The electrical potential response of the sample was measured as the difference between the potential in the sample and in 1 mM KCl. The subtracted electrical potential data were then treated with suitable chemometric pattern recognition algorithms namely hierarchical cluster analysis (HCA) and principal component analysis (PCA) using statistical software package SPSS 11.5 for Windows.

3. Results and discussion

3.1. Evaluation of the sensor array performance

In order to determine the stability of the eight lipid membrane over a period of time at room temperature (25 ± 2°C), every 60 sec up to 98 hours or equivalent to four consecutive days in 1 mM KCl. The electrical potential of negative charge electrode DOP, DA and D:T=9:1 drift a little for the first one hour (Figure 2). The standard deviations of the electrode DA, OA, DOP, D:T=5:5, D:T=3:7, TOMA, OAm and D:T=9:1 electrical potentials were 0.42, 1.80, 0.97, 0.24, 0.32, 0.85, 0.50 and 0.52 respectively. After one hour, the electrode were almost stable and the standard deviation were 0.12, 0.05, 0.06, 0.13, 0.14, 0.24, 0.13 and 0.10 for DA, OA, DOP, D:T=5:5, D:T=3:7, TOMA, OAm and D:T=9:1 respectively. The standard deviation remains about constant till after 98 hours. Therefore, preconditioning for one hour in reference solution 1 mM KCl is a necessary step before sensor measurement enables repeatable results of sufficient accuracy to be obtained over an extended period of time. Beside this, sufficient ‘settling-down’ time or response time of about one minute to allow the system to come to equilibrium with the sample solution [17] before taking sensor reading is also an important factor that affecting the sensor performance.
Reproducibility of the electrode readings is limited by factors such as temperature fluctuations, drift and electrical noise [17]. Hence, the prepared samples and the reference solutions were kept at room temperature before and after the sensor measurement in order to prevent changes of the electrode potentials due to temperature effect. Consequently, all the sensor measurement was carried out under optimum control conditions by using the developed testing method.

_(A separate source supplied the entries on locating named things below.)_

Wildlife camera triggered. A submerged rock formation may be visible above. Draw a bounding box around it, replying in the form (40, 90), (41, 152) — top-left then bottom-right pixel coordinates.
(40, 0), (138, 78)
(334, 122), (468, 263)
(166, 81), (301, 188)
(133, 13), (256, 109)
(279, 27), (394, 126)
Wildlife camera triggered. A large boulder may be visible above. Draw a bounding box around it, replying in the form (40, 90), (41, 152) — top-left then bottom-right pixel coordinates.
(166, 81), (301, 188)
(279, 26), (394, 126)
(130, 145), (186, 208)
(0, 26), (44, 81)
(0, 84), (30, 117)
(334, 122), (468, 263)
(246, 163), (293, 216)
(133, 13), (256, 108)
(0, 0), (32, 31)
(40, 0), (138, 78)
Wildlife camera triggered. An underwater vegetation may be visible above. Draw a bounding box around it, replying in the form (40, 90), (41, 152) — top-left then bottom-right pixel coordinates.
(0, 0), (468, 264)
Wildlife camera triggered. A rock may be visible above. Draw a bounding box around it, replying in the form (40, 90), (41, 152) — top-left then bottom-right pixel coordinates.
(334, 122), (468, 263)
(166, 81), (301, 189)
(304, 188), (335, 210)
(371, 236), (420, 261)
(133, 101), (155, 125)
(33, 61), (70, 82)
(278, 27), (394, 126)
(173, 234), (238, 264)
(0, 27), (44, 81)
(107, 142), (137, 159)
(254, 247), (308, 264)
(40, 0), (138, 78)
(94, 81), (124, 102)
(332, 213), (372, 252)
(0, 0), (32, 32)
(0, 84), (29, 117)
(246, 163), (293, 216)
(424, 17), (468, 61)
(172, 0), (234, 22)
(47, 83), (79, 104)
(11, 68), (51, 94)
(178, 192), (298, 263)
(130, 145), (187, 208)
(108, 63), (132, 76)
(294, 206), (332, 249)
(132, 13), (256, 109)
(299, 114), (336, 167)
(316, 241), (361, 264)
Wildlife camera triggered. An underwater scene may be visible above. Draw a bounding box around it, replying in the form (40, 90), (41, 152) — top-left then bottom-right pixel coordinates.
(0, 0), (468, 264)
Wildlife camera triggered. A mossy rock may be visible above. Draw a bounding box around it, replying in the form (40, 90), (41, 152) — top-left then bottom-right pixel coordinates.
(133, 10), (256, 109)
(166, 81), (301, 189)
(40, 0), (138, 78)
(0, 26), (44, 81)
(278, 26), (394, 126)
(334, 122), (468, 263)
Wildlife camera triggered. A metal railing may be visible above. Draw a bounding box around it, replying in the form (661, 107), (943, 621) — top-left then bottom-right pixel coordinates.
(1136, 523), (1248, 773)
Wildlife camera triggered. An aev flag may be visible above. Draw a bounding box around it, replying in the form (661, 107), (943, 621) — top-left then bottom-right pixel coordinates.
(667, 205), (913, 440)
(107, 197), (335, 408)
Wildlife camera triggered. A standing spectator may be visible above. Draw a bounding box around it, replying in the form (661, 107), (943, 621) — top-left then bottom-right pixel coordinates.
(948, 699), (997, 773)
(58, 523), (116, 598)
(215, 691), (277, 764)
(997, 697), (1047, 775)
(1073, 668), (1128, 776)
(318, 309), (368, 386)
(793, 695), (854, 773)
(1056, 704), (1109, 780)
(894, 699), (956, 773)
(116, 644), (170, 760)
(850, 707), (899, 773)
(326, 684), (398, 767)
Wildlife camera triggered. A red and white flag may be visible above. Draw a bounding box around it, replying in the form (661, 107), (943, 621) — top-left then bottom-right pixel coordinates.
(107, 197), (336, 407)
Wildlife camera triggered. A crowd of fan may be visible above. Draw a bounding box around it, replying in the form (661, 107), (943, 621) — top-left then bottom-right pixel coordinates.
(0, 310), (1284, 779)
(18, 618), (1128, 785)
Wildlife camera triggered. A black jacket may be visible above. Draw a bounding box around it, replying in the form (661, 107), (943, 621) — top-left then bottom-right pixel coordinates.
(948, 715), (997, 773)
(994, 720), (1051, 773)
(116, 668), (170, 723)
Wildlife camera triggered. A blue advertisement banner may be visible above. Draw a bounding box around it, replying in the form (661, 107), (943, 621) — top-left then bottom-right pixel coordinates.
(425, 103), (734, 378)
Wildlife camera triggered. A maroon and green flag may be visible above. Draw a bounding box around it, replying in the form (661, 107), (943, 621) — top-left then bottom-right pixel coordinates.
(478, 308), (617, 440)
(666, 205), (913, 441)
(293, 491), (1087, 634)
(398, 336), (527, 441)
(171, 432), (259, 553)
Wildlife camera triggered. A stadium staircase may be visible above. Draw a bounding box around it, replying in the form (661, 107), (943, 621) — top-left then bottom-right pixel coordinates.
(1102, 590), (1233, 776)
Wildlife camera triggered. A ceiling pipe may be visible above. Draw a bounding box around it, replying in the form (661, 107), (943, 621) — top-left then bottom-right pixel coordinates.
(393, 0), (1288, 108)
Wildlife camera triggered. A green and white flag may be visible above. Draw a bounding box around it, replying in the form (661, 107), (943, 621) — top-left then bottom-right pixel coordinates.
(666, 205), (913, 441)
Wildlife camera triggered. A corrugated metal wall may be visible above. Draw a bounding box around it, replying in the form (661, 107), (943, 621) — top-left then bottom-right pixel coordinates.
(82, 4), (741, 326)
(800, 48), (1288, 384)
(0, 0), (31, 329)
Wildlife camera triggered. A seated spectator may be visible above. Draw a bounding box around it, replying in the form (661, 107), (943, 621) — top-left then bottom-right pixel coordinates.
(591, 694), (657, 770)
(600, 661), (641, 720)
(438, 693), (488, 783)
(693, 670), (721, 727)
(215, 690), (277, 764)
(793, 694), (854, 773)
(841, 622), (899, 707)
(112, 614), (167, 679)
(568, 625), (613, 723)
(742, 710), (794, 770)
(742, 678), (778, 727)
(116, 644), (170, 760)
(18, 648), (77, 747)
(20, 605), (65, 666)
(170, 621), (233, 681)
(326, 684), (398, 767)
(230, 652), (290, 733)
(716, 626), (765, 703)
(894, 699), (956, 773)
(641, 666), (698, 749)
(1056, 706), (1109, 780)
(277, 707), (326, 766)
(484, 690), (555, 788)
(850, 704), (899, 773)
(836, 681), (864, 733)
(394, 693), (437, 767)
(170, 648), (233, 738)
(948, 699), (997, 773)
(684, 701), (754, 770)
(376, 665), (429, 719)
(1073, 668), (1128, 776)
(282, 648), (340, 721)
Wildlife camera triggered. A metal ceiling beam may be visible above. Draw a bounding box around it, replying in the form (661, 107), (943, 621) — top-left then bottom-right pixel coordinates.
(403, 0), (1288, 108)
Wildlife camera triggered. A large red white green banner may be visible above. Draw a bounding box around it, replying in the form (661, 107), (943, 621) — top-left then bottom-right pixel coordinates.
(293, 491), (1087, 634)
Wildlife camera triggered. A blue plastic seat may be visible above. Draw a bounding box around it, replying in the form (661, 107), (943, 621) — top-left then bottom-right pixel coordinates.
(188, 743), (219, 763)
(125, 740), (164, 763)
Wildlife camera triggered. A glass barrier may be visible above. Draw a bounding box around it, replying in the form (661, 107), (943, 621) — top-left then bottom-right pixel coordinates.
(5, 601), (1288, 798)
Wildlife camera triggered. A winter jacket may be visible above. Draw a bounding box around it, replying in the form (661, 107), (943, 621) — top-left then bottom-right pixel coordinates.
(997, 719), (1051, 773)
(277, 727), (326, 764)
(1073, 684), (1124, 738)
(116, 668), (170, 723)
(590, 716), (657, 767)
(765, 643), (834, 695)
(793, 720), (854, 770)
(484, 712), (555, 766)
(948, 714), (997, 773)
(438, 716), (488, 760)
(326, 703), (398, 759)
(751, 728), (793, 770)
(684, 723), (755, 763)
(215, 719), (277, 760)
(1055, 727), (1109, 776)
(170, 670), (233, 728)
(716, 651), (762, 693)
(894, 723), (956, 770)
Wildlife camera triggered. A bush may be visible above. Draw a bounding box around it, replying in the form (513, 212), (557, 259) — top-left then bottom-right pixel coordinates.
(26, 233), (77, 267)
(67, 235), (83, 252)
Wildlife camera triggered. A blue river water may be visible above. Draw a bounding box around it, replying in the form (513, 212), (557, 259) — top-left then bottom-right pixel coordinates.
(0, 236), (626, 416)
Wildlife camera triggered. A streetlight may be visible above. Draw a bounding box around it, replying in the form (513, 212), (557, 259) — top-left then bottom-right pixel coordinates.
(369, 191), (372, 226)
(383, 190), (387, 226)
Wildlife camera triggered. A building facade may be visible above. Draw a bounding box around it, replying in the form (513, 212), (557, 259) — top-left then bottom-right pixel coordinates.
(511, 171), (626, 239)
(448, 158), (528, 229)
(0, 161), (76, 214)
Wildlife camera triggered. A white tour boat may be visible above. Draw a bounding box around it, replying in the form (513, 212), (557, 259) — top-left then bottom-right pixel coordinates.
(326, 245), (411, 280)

3.2. Characterization of E. longifolia by fingerprinting profiling analysis

The eight dimensional electrical response signals pattern generated from the sensor array provides a unique potentiometric fingerprint that might be a good representation of the complex chemical matrices presence in a particular herbal sample. The rational behind the development of fingerprinting method towards standardization and quality control of phytomedicine are based on the observation that the pharmacological properties of a wide variety of herbal medicine is the results of the combined action of several active and non-active compounds that work synergistically to the targeted cells in our human body system.

3.2.1. Potentiometric fingerprint profiling of E. longifolia from different parts of plant

The electrical potential patterns of E. longifolia from different parts of plant are shown in Figure 3. As can be seen, comparison using the relative electrical response signal intensity found that variability in the chemical constituent was found not significant with respect to different parts of plant [Figure 3(a)]. Although, the potentiometric fingerprint profiles of most of the plant parts are comparable with each others in the sensitivity range of the sensor, but stem from batch 09 show significant different fingerprint as illustrated in Figure 3(b). From the obtained fingerprint profile, we can implicit that inter-batch variation does occur in the stem samples investigated in this study. Batch-to-batch inconsistency of the raw herbal material may influence the quality of the final phytomedicine product as the concentration of the plant constituents can vary considerably. Hence, this section demonstrates the used of the developed potentiometric sensor for primary screening of the supplied raw herbal materials for batch-to-batch uniformity.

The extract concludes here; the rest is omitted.